Lund Boats bringing light manufacturing facility to Willmar
A new manufacturing facility for Brunswick Corporation, which manufactures Lund Boats, will work in conjunction with the company's New York Mills manufacturing facility. The company is bringing a small part of its operation to Willmar to alleviate a labor shortage in its main location.
WILLMAR — A tight labor market in a small community about 100 miles north of Willmar led to a creative solution for Brunswick Corporation, which manufactures Lund Boats.
New York Mills is a city of approximately 1,300 people, and the Lund Boat manufacturing facility in that city employs 600 people, according to Brian Hines, vice president of operations for Lund Boats.

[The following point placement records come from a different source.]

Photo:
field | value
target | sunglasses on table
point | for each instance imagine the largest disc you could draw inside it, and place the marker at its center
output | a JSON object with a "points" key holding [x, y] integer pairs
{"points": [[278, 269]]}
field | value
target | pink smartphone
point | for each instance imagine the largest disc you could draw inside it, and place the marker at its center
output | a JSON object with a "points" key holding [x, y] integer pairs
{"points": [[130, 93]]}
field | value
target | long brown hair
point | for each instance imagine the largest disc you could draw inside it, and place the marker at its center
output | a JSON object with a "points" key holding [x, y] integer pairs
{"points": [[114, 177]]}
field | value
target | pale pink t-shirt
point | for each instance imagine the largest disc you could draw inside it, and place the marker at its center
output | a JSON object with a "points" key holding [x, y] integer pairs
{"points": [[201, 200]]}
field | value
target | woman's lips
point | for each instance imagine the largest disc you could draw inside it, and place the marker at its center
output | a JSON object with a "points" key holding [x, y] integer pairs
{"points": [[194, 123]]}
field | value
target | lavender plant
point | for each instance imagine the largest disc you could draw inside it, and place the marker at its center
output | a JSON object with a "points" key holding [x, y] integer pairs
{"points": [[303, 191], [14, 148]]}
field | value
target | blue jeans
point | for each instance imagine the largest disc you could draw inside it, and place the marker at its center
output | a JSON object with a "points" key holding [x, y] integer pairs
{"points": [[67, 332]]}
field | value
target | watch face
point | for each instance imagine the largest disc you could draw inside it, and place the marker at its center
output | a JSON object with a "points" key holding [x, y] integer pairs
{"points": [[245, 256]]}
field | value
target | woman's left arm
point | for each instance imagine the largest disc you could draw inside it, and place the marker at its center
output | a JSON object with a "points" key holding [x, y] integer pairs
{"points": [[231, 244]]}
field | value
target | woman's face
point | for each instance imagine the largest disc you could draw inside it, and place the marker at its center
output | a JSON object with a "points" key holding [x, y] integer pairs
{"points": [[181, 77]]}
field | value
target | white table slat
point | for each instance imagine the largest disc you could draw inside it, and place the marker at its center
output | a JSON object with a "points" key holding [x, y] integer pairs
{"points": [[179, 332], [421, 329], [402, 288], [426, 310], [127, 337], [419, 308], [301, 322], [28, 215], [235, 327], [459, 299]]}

“So, as you can imagine, it's very difficult to hire up there, so we have been looking for ways to sort of get away from our labor market a little bit and get to a strong labor market, which Willmar is,” Hines explained to the city of Willmar’s Planning Commission at its meeting Wednesday. The commission was hearing the preliminary plan for the manufacturing facility that will be located in a leased building at 350 45th St. N.W.
Lund Boats plans to employ 30 to 35 local people at the manufacturing facility through a contract with AgJobs, according to Hines.
“Most of their employees are Spanish-speaking employees, so they will also provide us with some (human resources) support and supervision support, and also, just an ability to bus people in,” Hines said.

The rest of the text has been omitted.